La violación de Lucrecia, 1594
William Shakespeare
Inglaterra
¿Por qué la elección?
Porque los clásicos, y tal vez lo sean justamente por eso, les hablan, les gritan, les dibujan con trazos certeros e imposibles de no comprender a cientos de generaciones adelante, y ninguna parece oír, ninguna atiende, ninguna aprende ni se civiliza con la contundencia de anuncios, hechos y razones.
Porque William Shakespeare (1564-1616) lo reveló hace ya cinco siglos. Primero les dio nombre a las víctimas y en ese acto empezaron a existir: por fin tienen entidad, por fin son vistas. Pero para quienes ya no pueden evitarlo, verlas de frente, de lado, de lejos, saber que existen, es insoportable. Y entonces las culpan, que es una nueva manera de deshacerse de ellas, de devolverlas a las tinieblas. De masacrarlas de vuelta. Esto lo anuncia Shakespeare, también: no solo nombra, descubre y arroja luz sobre las víctimas, sino que anticipa el nuevo costo que pagarán por ello: ser culpables. Y revela, también, los mecanismos de los que se vale el victimario para garantizar que así sea.
“Tuya es la culpa, pues tus ojos son los que te han entregado a los míos…”. “Tuya es la culpa”, le dice Tarquino, el victimario, el violador, a la aterrada Lucrecia. “Tuya es la culpa”, le reitera Tarquino a la mujer a la que está a punto de robarle el alma; “tuya es la culpa”, le dice, la hiere más si se puede, sin el menor asomo de duda, de pudor, de vergüenza, de nada. “Tuya es la culpa”, remarca Shakespeare en La violación de Lucrecia sobre las víctimas de su siglo, el XVI, y se anticipa a la condena de todas las víctimas de los siglos por los siglos: ustedes, las víctimas, tienen la culpa; y la tendrán por siempre. Y así fue. Y así es.
Ficha técnica
“Tuya es la culpa, pues tus ojos son los que te han entregado a los míos…” (Tarquino a Lucrecia)
“La hermosura resalta por sí misma a los ojos de los hombres, sin orador que la realce. ¿Qué necesidad hay, pues, de hacer la apología de lo que es tan singular? O ¿por qué Colatino ha descubierto la rica joya que debió sustraerse a los oídos de los raptores, como su más querido bien?”
“Ahora halla que la elocuencia superficial de su esposo –este pródigo que la ensalzó con su avaricia– ha inferido daño a su hermosura en su gran esfuerzo para celebrarla, pues excede en mucho a sus estériles medios. Así, Tarquino, hechizado, suple con el pensamiento la imperfección de la apología de Colatino en el mudo asombro de sus ojos, que no cesan de contemplar.”
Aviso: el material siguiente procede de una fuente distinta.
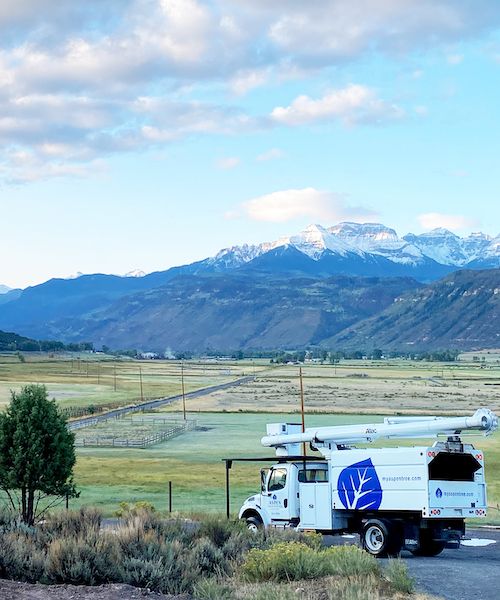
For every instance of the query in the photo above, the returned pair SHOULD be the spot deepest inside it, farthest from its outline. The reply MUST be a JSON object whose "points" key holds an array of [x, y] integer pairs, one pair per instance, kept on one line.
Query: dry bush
{"points": [[88, 560]]}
“Pero ella, que nunca había dado réplica a los ojos de un extraño, no pudo sorprender ningún pensamiento en sus miradas expresivas, ni leer los secretos sutilmente transparentes que se hallan estampados en las márgenes de cristal de semejantes libros. No habiendo hecho uso de ignorados alicientes, no temía los anzuelos. Así, no podía interpretar sus miradas lascivas. Todo lo que veía era que sus ojos estaban abiertos a la luz.”
“Y ahora el voluptuoso príncipe salta de su lecho, échase bruscamente el manto sobre el brazo y se agita febril entre el deseo y el temor. El uno le halaga dulcemente; el otro hace que le amedrente el mal; pero el honesto temor, embrujado por los encantos impuros de la lujuria, no le invita con demasiada frecuencia a que se retire, batido por la violencia del deseo insensato.”
“Así, irreprensiblemente, mantiene la disputa entre la fría conciencia y la ardiente pasión, hasta que se despide de sus buenos pensamientos y se esfuerza en interpretar los malos en provecho propio, lo que en un momento confunde y aniquila todos los impulsos honestos y va tan adelante, que lo vil aparece como una acción virtuosa.”
“… Y ¡cómo su mano, en mi mano encerrada, me obligó a que me estremeciera con un sincero temor! Este movimiento la hirió de tristeza y cerró mi mano más estrechamente, hasta que supo el buen estado de su esposo. Entonces su fisonomía resplandeció con una sonrisa tan dulce, que si Narciso la hubiera contemplado en ese instante, el amor de sí propio no le impulsara nunca a sumergirse en la fuente.”